Oil is under pressure again in a development which also has implications for other markets
As the daily chart below shows, oil is breaking below support today. While you can never be certain, today's red candle suggests this is not going to be a false break. The latest breakdown follows failure at the 200 day moving average a couple of weeks ago.
Crude Oil West Texas cash daily
Click to enlarge
There have been some modest green shoots for the oil market over the past couple of months. US production has finally started to drop, falling from a peak of around 9.6m barrels a day to around 9.1m. Demand has also improved. The International Energy Administration is forecasting an increase of 1.8m barrels per day this year as buyers respond to cheaper prices.
The problem is that this is not nearly enough. The market still has a supply surplus and US inventory levels remain high. With Iranian production likely to come back onto the market, it could be well into 2017 before the market moves back to balance between supply and demand. If this remains the case, rallies are likely to be capped and oil will remain vulnerable to downside pressure for a while yet.

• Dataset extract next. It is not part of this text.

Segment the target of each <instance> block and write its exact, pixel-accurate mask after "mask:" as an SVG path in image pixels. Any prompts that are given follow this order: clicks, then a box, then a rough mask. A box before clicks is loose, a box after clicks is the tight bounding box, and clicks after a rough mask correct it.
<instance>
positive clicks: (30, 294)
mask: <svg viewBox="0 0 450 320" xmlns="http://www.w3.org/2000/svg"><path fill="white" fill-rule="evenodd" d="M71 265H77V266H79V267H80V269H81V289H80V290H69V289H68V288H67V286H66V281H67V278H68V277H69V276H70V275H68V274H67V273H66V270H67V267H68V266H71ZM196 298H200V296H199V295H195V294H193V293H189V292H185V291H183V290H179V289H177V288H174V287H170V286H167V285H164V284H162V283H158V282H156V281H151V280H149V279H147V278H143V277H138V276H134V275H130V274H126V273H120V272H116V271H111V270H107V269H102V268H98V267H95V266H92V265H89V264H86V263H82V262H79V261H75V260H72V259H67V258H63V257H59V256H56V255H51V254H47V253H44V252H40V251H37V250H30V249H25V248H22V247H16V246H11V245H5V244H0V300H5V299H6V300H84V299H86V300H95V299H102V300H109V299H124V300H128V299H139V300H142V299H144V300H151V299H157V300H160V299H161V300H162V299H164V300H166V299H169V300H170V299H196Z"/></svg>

Following the latest break of support this looks like a market to sell rallies at this stage.
As usual though, it always pays to keep an open mind. While there's a real possibility that oil could fall to new lows from here, that's not guaranteed of course. The Fed and a weaker $US could save the day, as could improved supply statistics. That could still mean that this downswing might turn out to be a correction of the latest rally not the beginning of a major move lower.
In the correction scenario there are a couple of Fibonacci levels that could be worth keeping an eye on. These are outlined on the second chart below. The most interesting looks to be around $40.40 where the 78.6% retracement coincides with the level where the cd swing would be 127% of the ab swing.